The insider sales were carried out pursuant to a trading plan that MacDonald adopted on 09/30/25, the document states. The timing of the trades placed them near HPEs 52-week high of $26.44, with the stock having delivered a 54% return over the past year. Separately, InvestingPro analysis referenced in the filing suggests HPE currently appears overvalued relative to its Fair Value.
Corporate developments at HPE this period extend beyond insider activity. The company recently completed a $2 billion public notes offering consisting of various notes maturing between 2028 and 2033, providing additional financing capacity. On the product front, HPE expanded its AI portfolio with an AI Grid solution developed in collaboration with NVIDIA - an end-to-end offering aimed at scaling AI services across regional and edge sites.

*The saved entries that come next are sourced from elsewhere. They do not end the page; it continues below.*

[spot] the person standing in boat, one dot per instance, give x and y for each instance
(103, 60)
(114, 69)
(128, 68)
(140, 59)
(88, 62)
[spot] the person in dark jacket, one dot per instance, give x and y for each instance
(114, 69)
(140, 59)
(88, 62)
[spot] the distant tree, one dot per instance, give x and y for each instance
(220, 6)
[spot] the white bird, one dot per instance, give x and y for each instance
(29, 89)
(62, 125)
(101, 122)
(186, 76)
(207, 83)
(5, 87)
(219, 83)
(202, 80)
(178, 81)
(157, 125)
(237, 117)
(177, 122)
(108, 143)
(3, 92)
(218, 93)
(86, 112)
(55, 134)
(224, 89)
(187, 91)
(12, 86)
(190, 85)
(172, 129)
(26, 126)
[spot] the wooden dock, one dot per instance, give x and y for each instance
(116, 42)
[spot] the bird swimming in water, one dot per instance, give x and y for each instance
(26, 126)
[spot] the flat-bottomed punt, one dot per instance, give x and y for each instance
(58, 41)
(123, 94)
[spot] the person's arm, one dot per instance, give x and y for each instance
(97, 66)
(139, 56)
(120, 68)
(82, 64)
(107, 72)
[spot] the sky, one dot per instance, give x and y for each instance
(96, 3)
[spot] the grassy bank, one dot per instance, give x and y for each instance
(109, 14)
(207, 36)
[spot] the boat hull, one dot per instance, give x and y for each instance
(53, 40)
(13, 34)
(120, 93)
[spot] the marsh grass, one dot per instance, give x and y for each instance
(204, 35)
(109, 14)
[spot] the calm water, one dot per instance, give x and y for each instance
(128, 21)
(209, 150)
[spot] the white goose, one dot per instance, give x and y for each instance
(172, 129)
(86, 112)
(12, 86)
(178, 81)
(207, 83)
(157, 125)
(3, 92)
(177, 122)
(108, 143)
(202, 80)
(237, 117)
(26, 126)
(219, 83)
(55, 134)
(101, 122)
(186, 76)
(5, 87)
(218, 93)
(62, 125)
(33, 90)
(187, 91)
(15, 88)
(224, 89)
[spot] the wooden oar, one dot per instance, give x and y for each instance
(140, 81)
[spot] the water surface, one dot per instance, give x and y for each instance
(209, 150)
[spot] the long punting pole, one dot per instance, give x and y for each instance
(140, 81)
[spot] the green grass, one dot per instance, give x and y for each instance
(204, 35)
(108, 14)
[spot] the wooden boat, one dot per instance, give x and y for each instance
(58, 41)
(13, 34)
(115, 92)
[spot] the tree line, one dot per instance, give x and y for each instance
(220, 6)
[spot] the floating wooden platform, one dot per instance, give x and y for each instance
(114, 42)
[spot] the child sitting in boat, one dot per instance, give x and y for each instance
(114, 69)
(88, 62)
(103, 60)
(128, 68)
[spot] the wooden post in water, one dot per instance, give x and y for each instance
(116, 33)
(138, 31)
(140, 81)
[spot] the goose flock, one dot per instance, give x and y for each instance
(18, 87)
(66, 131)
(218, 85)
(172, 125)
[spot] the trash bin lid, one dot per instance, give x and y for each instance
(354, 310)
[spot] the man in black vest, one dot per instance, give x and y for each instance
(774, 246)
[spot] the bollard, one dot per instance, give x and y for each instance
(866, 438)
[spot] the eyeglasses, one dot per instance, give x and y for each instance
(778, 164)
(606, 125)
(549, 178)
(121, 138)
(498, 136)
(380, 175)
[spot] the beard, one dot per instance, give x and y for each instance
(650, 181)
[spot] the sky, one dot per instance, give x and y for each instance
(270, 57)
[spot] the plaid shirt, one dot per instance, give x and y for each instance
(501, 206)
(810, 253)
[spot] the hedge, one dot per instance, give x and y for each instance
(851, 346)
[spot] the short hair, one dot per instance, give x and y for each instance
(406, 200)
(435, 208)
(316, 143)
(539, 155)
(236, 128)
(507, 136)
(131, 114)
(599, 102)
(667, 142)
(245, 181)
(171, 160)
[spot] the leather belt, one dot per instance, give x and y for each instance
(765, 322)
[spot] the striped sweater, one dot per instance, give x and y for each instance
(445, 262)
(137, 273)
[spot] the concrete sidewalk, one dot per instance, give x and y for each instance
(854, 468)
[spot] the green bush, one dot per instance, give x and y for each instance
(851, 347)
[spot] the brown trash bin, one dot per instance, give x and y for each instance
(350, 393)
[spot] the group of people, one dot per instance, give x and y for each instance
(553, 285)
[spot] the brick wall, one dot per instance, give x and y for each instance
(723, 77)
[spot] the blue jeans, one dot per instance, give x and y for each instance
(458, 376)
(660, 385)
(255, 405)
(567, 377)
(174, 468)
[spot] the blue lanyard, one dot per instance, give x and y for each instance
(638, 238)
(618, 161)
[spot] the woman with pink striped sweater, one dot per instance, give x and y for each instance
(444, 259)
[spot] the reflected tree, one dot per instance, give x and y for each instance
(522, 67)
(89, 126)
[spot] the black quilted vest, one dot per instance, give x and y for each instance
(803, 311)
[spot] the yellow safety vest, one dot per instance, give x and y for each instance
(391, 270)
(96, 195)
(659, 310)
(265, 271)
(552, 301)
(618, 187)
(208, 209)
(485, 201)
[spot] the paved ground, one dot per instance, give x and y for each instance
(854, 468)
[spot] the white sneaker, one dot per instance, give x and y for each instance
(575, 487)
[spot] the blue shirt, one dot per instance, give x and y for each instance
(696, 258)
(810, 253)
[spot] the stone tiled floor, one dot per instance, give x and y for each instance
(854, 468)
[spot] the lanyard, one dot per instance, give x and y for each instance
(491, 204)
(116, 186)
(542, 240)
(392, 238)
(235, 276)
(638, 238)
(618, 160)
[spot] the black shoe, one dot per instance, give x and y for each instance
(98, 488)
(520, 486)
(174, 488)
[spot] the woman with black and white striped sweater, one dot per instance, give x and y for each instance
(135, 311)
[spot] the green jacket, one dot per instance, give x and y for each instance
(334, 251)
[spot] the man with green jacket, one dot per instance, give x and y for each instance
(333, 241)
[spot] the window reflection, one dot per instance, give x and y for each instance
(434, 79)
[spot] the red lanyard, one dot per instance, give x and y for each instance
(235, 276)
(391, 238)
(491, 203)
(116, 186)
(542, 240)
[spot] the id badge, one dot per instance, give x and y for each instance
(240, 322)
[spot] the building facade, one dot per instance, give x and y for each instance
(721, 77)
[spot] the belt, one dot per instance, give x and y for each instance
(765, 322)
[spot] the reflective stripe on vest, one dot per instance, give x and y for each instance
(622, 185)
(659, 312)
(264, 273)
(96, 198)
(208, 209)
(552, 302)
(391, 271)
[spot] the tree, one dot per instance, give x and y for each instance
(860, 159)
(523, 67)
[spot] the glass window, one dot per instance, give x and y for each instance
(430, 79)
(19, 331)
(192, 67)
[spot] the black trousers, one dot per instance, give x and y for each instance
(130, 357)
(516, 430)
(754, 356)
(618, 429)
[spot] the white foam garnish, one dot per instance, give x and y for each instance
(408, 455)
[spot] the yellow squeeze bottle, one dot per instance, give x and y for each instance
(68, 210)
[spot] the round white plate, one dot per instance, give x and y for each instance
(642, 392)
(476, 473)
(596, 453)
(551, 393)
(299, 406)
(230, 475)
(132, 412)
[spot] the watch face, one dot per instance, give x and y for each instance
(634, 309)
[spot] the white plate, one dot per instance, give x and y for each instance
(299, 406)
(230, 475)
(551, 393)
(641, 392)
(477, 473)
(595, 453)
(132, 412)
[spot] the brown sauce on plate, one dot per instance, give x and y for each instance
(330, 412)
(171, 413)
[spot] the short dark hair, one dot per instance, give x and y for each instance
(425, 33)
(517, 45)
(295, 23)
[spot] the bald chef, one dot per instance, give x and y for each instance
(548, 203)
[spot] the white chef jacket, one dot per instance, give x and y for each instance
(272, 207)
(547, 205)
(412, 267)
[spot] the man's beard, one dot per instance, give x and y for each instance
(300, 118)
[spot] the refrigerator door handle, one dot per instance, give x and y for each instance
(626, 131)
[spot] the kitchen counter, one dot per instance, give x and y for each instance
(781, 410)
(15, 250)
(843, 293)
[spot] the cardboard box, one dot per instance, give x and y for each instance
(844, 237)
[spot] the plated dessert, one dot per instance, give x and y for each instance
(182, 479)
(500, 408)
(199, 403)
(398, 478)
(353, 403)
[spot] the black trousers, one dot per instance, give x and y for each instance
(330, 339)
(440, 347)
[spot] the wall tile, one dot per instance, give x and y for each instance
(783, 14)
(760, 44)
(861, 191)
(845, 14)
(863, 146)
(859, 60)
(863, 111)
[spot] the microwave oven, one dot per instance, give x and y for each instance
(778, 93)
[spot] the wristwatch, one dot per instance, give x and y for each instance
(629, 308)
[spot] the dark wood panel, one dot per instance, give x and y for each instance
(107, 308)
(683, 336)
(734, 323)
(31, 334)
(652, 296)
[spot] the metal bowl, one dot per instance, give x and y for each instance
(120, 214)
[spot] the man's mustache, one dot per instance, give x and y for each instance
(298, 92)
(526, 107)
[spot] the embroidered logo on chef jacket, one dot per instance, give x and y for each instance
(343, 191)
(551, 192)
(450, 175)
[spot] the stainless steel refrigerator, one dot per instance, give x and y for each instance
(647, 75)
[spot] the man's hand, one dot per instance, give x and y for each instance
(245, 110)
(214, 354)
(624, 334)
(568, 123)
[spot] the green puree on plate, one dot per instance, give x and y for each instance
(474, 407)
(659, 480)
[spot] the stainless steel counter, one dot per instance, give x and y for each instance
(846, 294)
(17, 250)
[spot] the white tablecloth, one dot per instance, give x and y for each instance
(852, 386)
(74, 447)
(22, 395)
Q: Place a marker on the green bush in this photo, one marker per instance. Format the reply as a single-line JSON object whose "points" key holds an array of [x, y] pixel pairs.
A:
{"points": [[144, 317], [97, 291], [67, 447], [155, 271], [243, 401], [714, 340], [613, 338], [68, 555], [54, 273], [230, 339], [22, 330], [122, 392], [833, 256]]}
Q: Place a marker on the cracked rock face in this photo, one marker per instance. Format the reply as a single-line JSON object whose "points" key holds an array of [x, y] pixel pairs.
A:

HPE also introduced new security hardware, including the HPE Juniper Networking SRX400 Series Firewalls, positioned to strengthen security from core to edge environments. In parallel, the company announced updates to its NVIDIA AI Computing portfolio, rolling out new servers and systems for enterprise AI deployments. One notable product update is the HPE Private Cloud AI system, which will support up to 128 GPUs and provide an air-gapped configuration for isolated deployments.
Financial research coverage reflected these product and market developments. Evercore ISI raised its price target on HPE to $30 while retaining an Outperform rating. The firm cited growing demand for CPU-driven servers as a factor in the adjustment, indicating potential resilience in that segment.
Investors assessing these events will find the Form 4 filing and HPEs corporate disclosures central to understanding insider activity and how it coincides with the companys capital markets and product news. The filing and HPE commentary provide the factual basis for the transactions and recent corporate actions noted here.